We should be full of chagrin that today we are not able to appreciate and contemplate on the night sky in our urban settings. Artificial lights, though beautifying our space have barred our view of the beautiful night sky. Urbanization has given us a great wonder of man-made lighting everywhere, making our nights to become days where never ending work (24/7) has become our norm.
But……there was a time, when people had “time” to look and observe the sky. So, they grouped the stars into constellations.
Where did these constellations originate?
“Constellations are groupings of stars that, to ancient peoples, were heavenly manifestations of known or imagined objects, creatures and beings. Constellations appeared at certain times of the year, returning to those same positions annually. The ancient stargazers ascribed significance to these observations. Though identifying constellations predates the Greeks and Romans, the 48 “classical” constellation names familiar to us come from those societies.” Courtesy http://www.ehow.com/
The Greeks were creative. In fact, the constellations even today are named after the mythical beings, shapes or creatures they honored or resembled in their minds. For example, the Orion constellation takes the form of a man wielding a club and wearing a belt and a sheath. Taurus resembles a bull’s head. And Scorpio is the Scorpion which is going to harm the man in the Orion’s constellation. We will back with the creative stories of the Greeks in the constellations category.

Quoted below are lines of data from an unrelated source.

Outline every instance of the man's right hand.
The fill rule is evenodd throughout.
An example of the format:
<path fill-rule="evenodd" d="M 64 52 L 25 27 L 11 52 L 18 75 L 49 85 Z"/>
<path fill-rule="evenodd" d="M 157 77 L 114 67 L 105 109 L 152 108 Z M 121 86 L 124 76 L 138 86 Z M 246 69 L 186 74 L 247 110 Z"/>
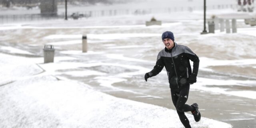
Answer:
<path fill-rule="evenodd" d="M 144 77 L 145 78 L 145 80 L 146 81 L 148 81 L 148 78 L 149 78 L 149 75 L 148 74 L 148 73 L 146 73 L 145 74 L 145 76 Z"/>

The constellations were helpful for remembering the stars, but at that time where people having loads of time in their hands would attribute the sky to several other purposes. It is common story in astronomy that farmers of the past would know about the movement of the stars and constellations in order when to sow their crops and when to harvest. Story tellers among the Greeks would use these constellations to relate about the exploits of their Gods. And strange enough, the Egyptians had aligned their pyramids in Giza to the Orion’s belt. The three stars in the belt as Alnitak, Alnilam and Mintaka.
The Arabs were the ones who preserved the astronomical science and augmented in the science so that the generations to come may take benefit from this extraordinary science. It is so interesting to know that the constellations were given Arabic names and even loads of stars got their names too. For example, In the Orion’s constellation Betelgeuse was previously yad-al-jawzaa, which later in my opinion became bad-al-jawzaa to Betelgeuse. Whereas Saiph the star, the bright star adjacent to Rigel, means The Sword. And Alnitak, Alnilam and Mintaka are Arabic too which are still called the same. Alnitak means ‘the girdle’ Alnilam, means ‘the string of pearls and Mintaka means ‘the belt’.
Then In the early twentienth century the constellations were put to an order and to the previously classical constellations other constellations were added up by the International astronomical Union up to 88 constellations which is still in use to date. Thus the sky is now divided in these constellations, to help humanity in observing them.
“Originally the constellations were defined informally by the shapes made by their star patterns, but, as the pace of celestial discoveries quickened in the early 20th century, astronomers decided it would be helpful to have an official set of constellation boundaries. One reason was to aid in the naming of new variable stars, which brighten and fade rather than shine steadily. Such stars are named for the constellation in which they reside, so it is important to agree where one constellation ends and the next begins.” Courtesy http://www.iau.org/public/constellations/
Obviously, these stars do not have boundaries or lines to join them when we look at them in the sky, but with the game of joining the dots, we are able to make up the lines and identify the constellations.
Further division was given to the constellations by forming patterns known as Asterisms. Well-known “constellations” such as the Big Dipper, Little Dipper, the Teapot, the Northern Cross, and the Summer Triangle are not among the official list. Some, like the Dippers and the Teapot, are actually parts of other constellations (the Big Dipper, or the great bear is part of Ursa Major, the Little Dipper is part of Ursa Minor, and the Teapot is part of Sagittarius). Others, like the Summer Triangle and Winter Hexagon, include stars from several neighboring constellations. These asterisms help us to identify the brighter stars in the constellations. If you enjoy stargazing, you may even have a few of your own personal asterisms, like I did on my entry to stargazing.
So now I have to learn 88 constellations to understand this Astronomy?
Ahhh…..Kinda yes. If you want to be familiar with the sky then you have to know the stars and the constellations. But it is a marvelous, jaw- dropping adventure which you will never regret. And learning along is the great thing.
Yeah, but still I have to learn 88 constellations?
Rome was not conquered in one day. Learning the sky can be done step by step. You learn it by loving it. No rush for a certificate, no rush for schooling, just you and the stars. Finding Betelgeuse in Orion would be pretty easy. But also knowing that it is classified as a red supergiant, Betelgeuse is one of the largest and most luminous stars known. In terms of mass, Betelgeuse is thought to be about 15 times the mass of the sun, but 600 times wider and more than 200 million times its volume! Though it looks tiny but it is not what you are thinking……. Isn’t the study of stars cool?